Asia markets pare losses as China returns to work but sentiment jittery: STI down 0.6%

Pedestrians wearing masks reflected in a stock market indicator display board in Tokyo on Feb 3, 2020.
Pedestrians wearing masks reflected in a stock market indicator display board in Tokyo on Feb 3, 2020.PHOTO: EPA-EFE

SYDNEY (REUTERS, BLOOMBERG) - Asian shares pared early losses on Monday (Feb 10) as Chinese authorities lifted some coronavirus-related restrictions on work and travel, helping businesses resume work though overall sentiment was still jittery as the death toll from the epidemic climbed.

More than 900 people have so far died in China’s central Hubei province as of Sunday with most of the new deaths in the provincial capital of Wuhan, the epicentre of the outbreak.

To contain the spread, China’s government had ordered lockdowns, cancelled flights and shut schools in many cities. But on Monday, workers began trickling back to offices and factories though a large number of workplaces remain closed and many white-collar workers will continue to work from home.

Japan’s Nikkei was off 0.5 per cent, after earlier stumbling more than 0.8 per cent, while benchmarks in South Korea and Australia pared losses to trade down 0.7 per cent and 0.1 per cent respectively.

China’s Shanghai Composite Index which was earlier the only Asian benchmark  in the black, reversed course and was down 0.4 per cent. Hong Kong's Hang Seng index was off 0.8 per cent.

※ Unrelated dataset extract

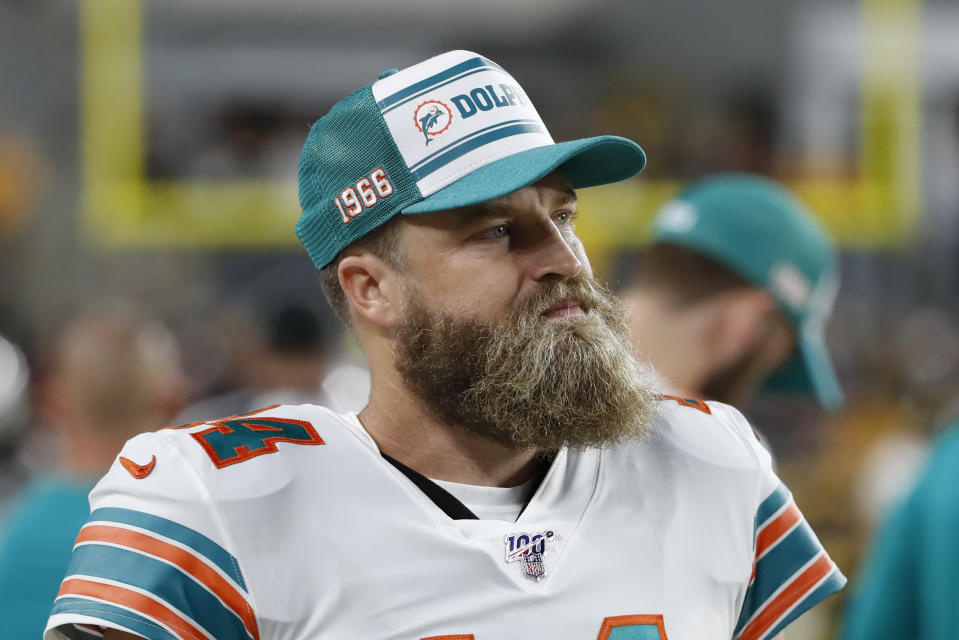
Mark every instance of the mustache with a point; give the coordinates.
(586, 291)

Singapore's Straits Times Index, which sank 1.3 per cent after the market opened, was down 17.72 points or 0.6 per cent at 3,163.76 by the midday break.

On Friday, Singapore raised its coronavirus alert level and reported more cases not linked to previous infections or travel to China.

“Markets have turned around a bit reflecting the news that Chinese businesses were returning to work,” said James McGlew, analyst at stockbroker Argonaut.

“Overall, I think, there is still a concern out there that the impact from the coronavirus hasn’t been fully quantified,” he added. “Today’s (easing of restrictions) seems to be more of a symbolic gesture rather than the government actually being on top of the situation with this virus.”

The outbreak has killed more people than the Sars epidemic did globally in 2002/2003. The virus has also spread to at least 27 countries and territories, infecting more than 330 people.

Worries about the hit to the world's second-largest economy has hurt investor risk appetite though confidence in China's ability to contain the epidemic has prevented sharp losses.

China's central bank has taken a raft of measures to support the economy, including reducing interest rates and flushing the market with liquidity. From Monday, it will provide special funds for banks to re-lend to businesses working to combat the virus.

Monday’s losses in Asia extended from Wall Street on Friday where the Dow fell 0.9 per cent, the S&P 500 declined 0.5 per cent while the Nasdaq dropped 0.5 per cent. E-mini futures for S&P 500 reversed early losses on Monday to be up 0.1 per cent.

“Expect markets to be sensitive to virus headlines. In this environment, we favour defensive positioning,” ANZ economists wrote in a note.

China’s central bank has taken a raft of measures to support the economy, including reducing interest rates and flushing the market with liquidity. From Monday, it will provide special funds for banks to re-lend to businesses working to combat the virus.

Despite the measures, analysts expect the world economy to take a hit from an expected slowdown in China.

“For now, our best guess is that the economic disruption related to the coronavirus will cost the world economy over US$280 billion in the first quarter of this year,” Capital Economics said in a note on Friday.

“If we’re right, then this will mean that global (economic output) will not grow in quarter on quarter terms for the first time since 2009.”

The dollar reversed losses against the yen to be up 0.1 per cent at 109.84.

The Australian dollar, considered a liquid proxy for China plays, also jumped 0.5 per cent to US$0.6706 after briefly hitting an 11-year low of US$0.6679. It fell 0.2 per cent last week to clock its six straight weekly loss.

That left the dollar index flat at 98.647.

In commodities, brent crude futures gave up losses to be up 17 cents at US$54.64 a barrel while US crude futures added 8 cents to US$50.4 a barrel.

Since Jan 17, oil prices have fallen by 14 per cent while copper has is down around 10 per cent.

US gold futures were flat at US$1,573.3 an ounce.